Sair do aluguel significa também investir em uma residência permanente Quando você mora de aluguel, nunca faz as reformas e alterações no imóvel que gostaria.

Esqueça as burocracias contratuais, fiadores, taxa de corretagem Contratos de aluguel representam também muita burocracia: reconhecimento de firmas, autenticações, contratos de fiança, taxas de corretagem, entre outras coisas.

GUIA: OS MAIORES ERROS QUE TE IMPEDEM DE SAIR DO ALUGUEL Em alguns momentos da vida, morar de aluguel é a melhor opção, seja devido ao trabalho — como é o caso daqueles que precisam passar uma temporada em outra cidade — ou devido à situação econômica, quando as taxas de juros estão muito altas para fazer um financiamento imobiliário.

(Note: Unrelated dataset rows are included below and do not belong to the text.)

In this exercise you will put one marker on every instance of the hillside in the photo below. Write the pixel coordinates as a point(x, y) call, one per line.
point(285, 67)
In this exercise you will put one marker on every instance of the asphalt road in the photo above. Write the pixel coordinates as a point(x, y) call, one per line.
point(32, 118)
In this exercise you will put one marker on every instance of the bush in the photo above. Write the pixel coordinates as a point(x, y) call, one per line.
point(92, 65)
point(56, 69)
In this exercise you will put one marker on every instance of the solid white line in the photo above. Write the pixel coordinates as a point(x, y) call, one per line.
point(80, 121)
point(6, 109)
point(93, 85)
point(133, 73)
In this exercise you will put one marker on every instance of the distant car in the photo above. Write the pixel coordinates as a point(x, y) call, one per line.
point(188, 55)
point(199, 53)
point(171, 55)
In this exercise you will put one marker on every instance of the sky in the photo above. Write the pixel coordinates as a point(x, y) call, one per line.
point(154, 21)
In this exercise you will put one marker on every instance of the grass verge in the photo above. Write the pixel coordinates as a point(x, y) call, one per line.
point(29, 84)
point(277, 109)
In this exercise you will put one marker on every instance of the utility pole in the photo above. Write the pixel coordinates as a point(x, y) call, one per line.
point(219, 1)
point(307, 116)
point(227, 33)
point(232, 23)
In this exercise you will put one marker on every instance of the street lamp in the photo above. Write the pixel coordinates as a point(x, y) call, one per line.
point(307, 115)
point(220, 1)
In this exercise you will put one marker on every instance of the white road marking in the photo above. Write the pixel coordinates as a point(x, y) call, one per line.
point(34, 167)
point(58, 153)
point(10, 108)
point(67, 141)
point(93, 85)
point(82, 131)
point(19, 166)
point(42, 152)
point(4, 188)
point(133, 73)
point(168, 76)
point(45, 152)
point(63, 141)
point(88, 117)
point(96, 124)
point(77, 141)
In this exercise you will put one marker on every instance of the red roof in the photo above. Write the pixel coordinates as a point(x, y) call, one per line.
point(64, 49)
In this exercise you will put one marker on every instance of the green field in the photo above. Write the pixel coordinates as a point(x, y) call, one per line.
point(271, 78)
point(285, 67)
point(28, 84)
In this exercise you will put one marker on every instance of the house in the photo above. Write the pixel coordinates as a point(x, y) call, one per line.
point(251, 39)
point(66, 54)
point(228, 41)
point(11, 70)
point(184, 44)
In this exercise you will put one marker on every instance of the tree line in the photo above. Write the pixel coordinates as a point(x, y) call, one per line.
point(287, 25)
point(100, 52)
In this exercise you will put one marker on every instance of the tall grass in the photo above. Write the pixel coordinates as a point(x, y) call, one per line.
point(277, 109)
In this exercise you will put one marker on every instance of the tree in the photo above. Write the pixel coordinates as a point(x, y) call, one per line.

Em outras fases, viver no aluguel pode ser uma verdadeira tortura para grande parte das pessoas que sonha em ter a casa própria.

Para resolver esse problema de uma vez por todas, elaboramos este guia completo para te ajudar a atingir essa sonhada meta: sair do aluguel.

Em casos extremos, a falta de planejamento pode até te levar a adiar momentaneamente seu sonho, perdendo o imóvel para seus credores.

Este passo é essencial para que você possa visualizar facilmente os seus gastos, eliminar dívidas, saber em que aspectos você pode economizar e até mesmo quanto da sua renda você poderá comprometer com o imóvel próprio.

Coloque nesta lista desde os valores fixos, como valor do aluguel e compras parceladas, até projeções de valores variáveis, como conta de luz e gastos com lazer.

Lembre-se de que, neste momento, algumas coisas podem ser de seu agrado mas devem ser suspensas até você atingir seu objetivo principal: sair do aluguel.

Segundo essa regra, 50% de sua renda deve ser direcionada para os gastos essenciais, como aluguel, alimentação, transporte e contas de luz, telefone, água e internet.

Os 35% restantes de sua renda podem ser destinados à manutenção do seu estilo de vida, como lazer e assinaturas de serviços não essenciais.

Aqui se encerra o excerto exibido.